On peut maintenant créer des bases d'encodage et de collation/catégorisation (ordre de tri dans les index, le lc_collate, et classification/casse avec le lc_ctype) différentes.

infocentre_dte=# CREATE DATABASE test1 ENCODING='LATIN9' LC_COLLATE='fr_FR@euro' LC_CTYPE='fr_FR@euro' TEMPLATE=template0;
CREATE DATABASE
infocentre_dte=# CREATE DATABASE test2
ENCODING='UTF8' LC_COLLATE='fr_FR.UTF8' LC_CTYPE='fr_FR.UTF8' TEMPLATE=template0;
CREATE DATABASE

'Nb:' quand on crée une base qui n'a pas les mêmes collation/ctype que la base template1, il faut repartir du template0 (et donc recréer dans la nouvelle base tout ce qu'on a ajouté à la template1). Sur un cluster, il est peu probable qu'on ait plus de 2 ou 3 encodages différents.
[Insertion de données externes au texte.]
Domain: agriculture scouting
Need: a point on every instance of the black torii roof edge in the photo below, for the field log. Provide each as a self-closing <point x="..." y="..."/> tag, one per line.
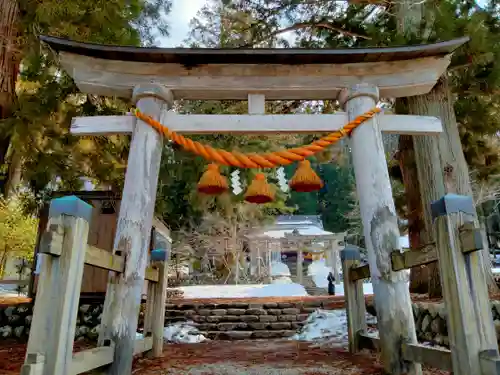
<point x="283" y="56"/>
Il est donc intéressant de créer des templates pour ces quelques combinaisons, et utiliser ensuite ces templates pour la création des bases réelles.

List of databases
Name      | Owner | Encoding | Collation   | Ctype       | Access privileges
----------+-------+----------+-------------+-------------+------------------
postgres  | marc  | UTF8     | fr_FR.UTF-8 | fr_FR.UTF-8 |
template0 | marc  | UTF8     | fr_FR.UTF-8 | fr_FR.UTF-8 | =c/marc
                                                         : marc=CTc/marc
template1 | marc  | UTF8     | fr_FR.UTF-8 | fr_FR.UTF-8 | =c/marc
                                                         : marc=CTc/marc
test1     | marc  | LATIN9   | fr_FR@euro  | fr_FR@euro  |
test2     | marc  | UTF8     | fr_FR.UTF8  | fr_FR.UTF8  |

Fonctions de monitoring

  • Dans le cas d'un deadlock, PostgreSQL retourne les textes de toutes les requêtes en cours durant le blocage dans les traces.
ERROR: deadlock detected
DETAIL: Process 13686 waits for ShareLock on transaction 8710; blocked by process 13692.
        Process 13692 waits for ShareLock on transaction 8709; blocked by process 13686.
        Process 13686: DELETE FROM test1 where a=2;
        Process 13692: DELETE FROM test1 where a=1;
HINT: See server log for query details.
STATEMENT: DELETE FROM test1 where a=2;
  • pg_conf_load_time() permet de connaître la dernière date de rechargement du fichier de configuration
  • pg_terminate_backend() permet de tuer une session proprement (SIGTERM le permet aussi maintenant). Avant, aucune fonction supportée ne permettait de le faire, même si SIGTERM fonctionnait quasiment à chaque fois. Cette fonction est à distinguer de pg_cancel_backend() qui arrête la requête en cours d'une session.
  • Traçage des nombres d'appels et temps moyens d'exécution des procédures stockées, via la vue pg_stat_user_functions. Pour cela, il faut aussi activer track_functions dans la configuration, qui peut valoir all, pl ou none. All correspond à tout tracer (C, PL, SQL), pl uniquement les langages procéduraux, none rien du tout. Nb : une fonction SQL suffisamment simple pour être inlinée dans la requête appelante ne sera pas comptabilisée.
  • On peut maintenant spécifier la taille maximum d'une requête affichée dans pg_stat_activity via track_activity_query_size. Ce paramêtre n'est positionnable qu'au démarrage du serveur, puisqu'il réserve de la mémoire. La valeur par défaut est 1024 caractères. C'est cette taille qui est aussi utilisée (voir plus bas) pour pg_stat_statements.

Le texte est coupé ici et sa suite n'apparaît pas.